Blaquart Benjamin
Ecosytème autonome, forme métasexuelle, exocentrisme : Benjamin Blaquart combine les matériaux et les technologies de l’ingienerie et de l’organique pour hybrider l’humain, le végétal, la machine, le réel et le virtuel. L’ensemble de sa démarche est une invitation à transformer (ou hacker, dirait-il) les présupposés sur l’identité, la technologie, le vivant et l’inanimé.

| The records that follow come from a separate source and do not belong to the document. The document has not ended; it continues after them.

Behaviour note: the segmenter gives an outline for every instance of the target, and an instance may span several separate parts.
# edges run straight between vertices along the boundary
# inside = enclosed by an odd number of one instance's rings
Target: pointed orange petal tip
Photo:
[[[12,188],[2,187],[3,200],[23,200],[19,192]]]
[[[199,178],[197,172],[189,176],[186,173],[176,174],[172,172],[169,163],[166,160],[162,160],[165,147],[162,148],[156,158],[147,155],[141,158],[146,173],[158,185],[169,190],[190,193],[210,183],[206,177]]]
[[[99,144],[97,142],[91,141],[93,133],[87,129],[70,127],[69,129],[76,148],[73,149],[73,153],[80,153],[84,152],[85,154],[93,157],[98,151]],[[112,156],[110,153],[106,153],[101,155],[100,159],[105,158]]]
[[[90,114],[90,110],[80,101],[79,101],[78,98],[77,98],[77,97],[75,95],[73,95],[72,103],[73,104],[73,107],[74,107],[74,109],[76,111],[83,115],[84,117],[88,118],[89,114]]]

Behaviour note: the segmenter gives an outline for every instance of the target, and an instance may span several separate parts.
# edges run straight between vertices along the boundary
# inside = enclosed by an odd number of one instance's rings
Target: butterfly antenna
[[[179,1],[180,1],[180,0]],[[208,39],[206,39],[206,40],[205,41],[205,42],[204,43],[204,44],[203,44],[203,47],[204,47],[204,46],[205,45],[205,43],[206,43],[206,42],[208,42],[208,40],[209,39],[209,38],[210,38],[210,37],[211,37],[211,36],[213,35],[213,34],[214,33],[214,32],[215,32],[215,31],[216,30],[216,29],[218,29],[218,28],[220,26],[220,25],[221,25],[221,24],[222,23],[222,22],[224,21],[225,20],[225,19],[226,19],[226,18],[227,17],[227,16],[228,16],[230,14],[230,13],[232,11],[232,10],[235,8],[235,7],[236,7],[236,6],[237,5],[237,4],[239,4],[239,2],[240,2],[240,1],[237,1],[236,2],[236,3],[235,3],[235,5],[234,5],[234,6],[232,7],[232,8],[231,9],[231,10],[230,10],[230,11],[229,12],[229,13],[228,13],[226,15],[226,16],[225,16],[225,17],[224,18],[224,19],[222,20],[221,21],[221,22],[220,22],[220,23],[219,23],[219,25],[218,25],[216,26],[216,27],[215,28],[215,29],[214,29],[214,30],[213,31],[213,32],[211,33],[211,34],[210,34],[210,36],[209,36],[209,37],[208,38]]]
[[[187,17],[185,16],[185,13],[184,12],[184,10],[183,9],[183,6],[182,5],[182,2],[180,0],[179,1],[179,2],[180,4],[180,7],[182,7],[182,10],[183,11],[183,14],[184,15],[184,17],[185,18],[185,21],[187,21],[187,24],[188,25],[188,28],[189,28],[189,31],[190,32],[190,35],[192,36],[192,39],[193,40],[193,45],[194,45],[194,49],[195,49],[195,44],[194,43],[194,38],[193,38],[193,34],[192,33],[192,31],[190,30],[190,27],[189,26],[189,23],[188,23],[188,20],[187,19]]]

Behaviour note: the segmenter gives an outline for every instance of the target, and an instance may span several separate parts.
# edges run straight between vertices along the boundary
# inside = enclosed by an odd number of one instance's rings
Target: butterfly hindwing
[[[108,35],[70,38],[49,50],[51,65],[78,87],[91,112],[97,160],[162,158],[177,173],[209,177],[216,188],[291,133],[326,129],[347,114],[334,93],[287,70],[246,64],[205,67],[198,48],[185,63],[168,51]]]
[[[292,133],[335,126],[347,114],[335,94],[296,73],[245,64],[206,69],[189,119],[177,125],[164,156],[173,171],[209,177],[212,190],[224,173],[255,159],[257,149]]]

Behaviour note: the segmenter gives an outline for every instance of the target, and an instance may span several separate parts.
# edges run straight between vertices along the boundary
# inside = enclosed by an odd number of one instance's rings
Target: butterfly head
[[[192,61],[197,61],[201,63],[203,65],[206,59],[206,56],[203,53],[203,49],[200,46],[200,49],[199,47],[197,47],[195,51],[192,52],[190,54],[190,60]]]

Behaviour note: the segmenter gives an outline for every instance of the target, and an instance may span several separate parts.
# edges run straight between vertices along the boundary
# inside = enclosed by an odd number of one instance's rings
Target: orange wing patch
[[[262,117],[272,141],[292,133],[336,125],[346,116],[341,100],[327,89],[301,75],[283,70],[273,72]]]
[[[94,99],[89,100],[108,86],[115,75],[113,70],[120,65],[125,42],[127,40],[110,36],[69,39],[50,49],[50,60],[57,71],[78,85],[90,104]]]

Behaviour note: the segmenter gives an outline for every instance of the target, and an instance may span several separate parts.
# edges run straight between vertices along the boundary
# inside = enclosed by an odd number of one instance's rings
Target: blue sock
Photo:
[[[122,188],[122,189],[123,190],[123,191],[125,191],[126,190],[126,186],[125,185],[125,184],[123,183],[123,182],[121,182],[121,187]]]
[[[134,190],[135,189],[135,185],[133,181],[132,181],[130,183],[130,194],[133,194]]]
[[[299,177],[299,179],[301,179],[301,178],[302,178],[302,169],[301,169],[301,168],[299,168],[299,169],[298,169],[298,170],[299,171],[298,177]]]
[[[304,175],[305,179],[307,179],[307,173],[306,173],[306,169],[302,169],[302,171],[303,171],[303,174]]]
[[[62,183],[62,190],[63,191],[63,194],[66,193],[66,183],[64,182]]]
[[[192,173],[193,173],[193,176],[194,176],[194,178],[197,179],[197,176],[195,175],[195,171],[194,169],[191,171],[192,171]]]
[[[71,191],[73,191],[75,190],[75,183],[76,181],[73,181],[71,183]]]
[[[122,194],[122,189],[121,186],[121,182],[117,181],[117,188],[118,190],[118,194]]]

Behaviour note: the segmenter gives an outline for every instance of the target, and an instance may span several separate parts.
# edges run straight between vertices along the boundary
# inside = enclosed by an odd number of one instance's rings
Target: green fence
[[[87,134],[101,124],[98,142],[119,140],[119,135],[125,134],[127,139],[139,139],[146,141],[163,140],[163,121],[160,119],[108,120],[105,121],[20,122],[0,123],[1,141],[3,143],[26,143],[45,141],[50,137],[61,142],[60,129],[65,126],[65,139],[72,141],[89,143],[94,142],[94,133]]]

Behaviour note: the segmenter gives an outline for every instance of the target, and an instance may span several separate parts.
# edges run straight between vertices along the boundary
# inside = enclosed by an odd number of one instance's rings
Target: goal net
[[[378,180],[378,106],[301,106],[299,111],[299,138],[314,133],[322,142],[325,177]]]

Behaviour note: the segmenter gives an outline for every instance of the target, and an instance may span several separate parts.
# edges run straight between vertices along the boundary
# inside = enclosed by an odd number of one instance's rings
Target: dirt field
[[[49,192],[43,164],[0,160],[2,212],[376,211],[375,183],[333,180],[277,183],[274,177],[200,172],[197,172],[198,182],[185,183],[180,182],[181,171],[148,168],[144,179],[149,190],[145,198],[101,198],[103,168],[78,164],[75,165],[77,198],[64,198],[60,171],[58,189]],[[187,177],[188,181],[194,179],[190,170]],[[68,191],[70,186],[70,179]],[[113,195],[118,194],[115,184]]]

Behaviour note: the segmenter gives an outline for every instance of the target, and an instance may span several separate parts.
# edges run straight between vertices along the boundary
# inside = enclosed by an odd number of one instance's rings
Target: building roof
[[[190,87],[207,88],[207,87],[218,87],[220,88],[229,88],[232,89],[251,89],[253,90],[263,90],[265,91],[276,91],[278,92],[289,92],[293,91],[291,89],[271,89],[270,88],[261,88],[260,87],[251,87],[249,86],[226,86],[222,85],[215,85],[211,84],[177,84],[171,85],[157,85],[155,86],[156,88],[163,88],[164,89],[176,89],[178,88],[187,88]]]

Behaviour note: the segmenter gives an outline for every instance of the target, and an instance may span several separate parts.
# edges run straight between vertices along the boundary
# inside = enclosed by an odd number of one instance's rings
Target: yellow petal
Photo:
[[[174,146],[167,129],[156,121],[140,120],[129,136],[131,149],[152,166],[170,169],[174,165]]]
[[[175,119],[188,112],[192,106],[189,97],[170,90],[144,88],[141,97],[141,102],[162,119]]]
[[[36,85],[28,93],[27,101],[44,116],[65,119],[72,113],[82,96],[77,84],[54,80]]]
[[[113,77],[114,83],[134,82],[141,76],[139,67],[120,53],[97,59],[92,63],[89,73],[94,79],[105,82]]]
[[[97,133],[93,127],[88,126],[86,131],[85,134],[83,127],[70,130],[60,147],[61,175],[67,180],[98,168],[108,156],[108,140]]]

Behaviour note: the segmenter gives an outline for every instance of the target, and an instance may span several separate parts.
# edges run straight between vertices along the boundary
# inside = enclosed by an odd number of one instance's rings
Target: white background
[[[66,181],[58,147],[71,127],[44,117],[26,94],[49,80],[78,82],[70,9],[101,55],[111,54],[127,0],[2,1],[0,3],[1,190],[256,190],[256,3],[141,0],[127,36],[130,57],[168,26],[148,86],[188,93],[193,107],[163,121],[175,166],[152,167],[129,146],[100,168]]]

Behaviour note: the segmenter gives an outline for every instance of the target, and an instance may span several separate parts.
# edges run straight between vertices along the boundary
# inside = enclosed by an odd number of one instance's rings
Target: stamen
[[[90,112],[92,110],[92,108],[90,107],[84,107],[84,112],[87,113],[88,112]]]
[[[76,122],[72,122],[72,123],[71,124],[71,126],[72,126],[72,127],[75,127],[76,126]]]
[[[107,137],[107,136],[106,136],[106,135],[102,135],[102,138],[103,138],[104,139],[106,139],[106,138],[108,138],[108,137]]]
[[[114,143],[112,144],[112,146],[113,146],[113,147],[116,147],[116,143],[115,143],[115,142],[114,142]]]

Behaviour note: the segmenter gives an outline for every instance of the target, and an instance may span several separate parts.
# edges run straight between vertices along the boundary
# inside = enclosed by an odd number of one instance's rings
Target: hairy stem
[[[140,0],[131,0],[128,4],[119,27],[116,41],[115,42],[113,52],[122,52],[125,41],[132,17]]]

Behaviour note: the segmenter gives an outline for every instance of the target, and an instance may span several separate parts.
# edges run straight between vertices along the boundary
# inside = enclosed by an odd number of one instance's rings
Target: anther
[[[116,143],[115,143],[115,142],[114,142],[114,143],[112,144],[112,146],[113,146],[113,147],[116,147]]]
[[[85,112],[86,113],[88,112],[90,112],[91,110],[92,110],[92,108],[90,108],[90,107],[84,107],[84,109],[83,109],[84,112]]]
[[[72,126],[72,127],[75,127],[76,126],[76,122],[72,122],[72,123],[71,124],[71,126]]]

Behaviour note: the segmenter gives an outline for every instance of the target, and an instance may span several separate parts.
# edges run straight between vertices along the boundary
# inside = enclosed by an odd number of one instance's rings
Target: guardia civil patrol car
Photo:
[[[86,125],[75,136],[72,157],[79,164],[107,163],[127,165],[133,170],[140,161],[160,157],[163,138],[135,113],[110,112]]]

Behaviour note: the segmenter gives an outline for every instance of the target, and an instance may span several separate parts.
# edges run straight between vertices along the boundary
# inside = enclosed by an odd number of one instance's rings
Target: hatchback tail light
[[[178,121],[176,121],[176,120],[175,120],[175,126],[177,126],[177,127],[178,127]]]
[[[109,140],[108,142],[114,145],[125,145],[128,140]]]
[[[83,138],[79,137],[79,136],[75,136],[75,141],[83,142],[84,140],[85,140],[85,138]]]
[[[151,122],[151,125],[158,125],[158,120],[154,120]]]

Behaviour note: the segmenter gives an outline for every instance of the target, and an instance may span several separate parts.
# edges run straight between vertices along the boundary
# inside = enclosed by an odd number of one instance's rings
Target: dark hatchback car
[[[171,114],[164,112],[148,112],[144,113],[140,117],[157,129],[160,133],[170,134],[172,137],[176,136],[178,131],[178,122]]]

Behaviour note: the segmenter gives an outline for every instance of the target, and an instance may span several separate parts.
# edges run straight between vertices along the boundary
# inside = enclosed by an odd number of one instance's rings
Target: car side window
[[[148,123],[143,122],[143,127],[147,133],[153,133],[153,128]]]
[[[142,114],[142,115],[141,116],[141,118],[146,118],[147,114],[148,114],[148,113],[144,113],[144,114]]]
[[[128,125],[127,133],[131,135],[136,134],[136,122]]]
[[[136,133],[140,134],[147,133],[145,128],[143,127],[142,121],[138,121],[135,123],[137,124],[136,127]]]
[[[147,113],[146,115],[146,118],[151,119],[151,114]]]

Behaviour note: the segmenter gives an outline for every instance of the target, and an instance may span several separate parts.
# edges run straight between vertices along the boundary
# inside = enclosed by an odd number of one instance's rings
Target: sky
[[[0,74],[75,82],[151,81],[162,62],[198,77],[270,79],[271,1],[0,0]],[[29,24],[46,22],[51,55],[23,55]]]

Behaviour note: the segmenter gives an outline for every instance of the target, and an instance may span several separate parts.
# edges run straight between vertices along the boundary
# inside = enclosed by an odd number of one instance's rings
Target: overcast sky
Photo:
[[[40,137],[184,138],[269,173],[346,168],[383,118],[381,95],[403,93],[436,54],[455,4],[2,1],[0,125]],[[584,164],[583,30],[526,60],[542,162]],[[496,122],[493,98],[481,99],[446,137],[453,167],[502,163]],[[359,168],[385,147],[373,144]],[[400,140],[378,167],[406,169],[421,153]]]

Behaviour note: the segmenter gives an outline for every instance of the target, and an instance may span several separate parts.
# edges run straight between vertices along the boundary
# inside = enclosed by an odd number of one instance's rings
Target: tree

Alimenté de théories et de fictions spéculatives allant de Paul B. Preciado à Samuel R. Delany, les
installations de B.B créent des aires d’interaction entre les matières vivantes et technologiques, elles sont parcourus de tubes rappelant des réseaux artériels, dans lesquels coulent les fluides irriguant cet ensemble hybride. Dans l’antre palpitant de ses écosystèmes, «This space between you and me» et «Us and Them», où chaque élément justifie sa présence en fonction de son utilité à l’autre, B.B. génère de possibles relations empathiques, l’œuvre apparaissant à cet égard symptomatique du rôle que l’être humain choisit d’occuper auprès de cette mécanique fragile: s’il souhaite assurer la survie de cette dernière, il devra en prendre soin ; s’il l’abandonne, le système mourra immanquablement.
Pour l’exposition « Well Being », les corps asexués en 3D d’une vidéo sont traversés de termes de self-empowerment et d’extraits de Susan Sontag et David Wojnarowicz. Un réseau de tubes traverse l’espace, véhiculant un liquide de refroidissement qui relie des sculptures exosquelettes en matériaux de prothèse et reconstruction esthétique (résine, silicone, impression 3D) .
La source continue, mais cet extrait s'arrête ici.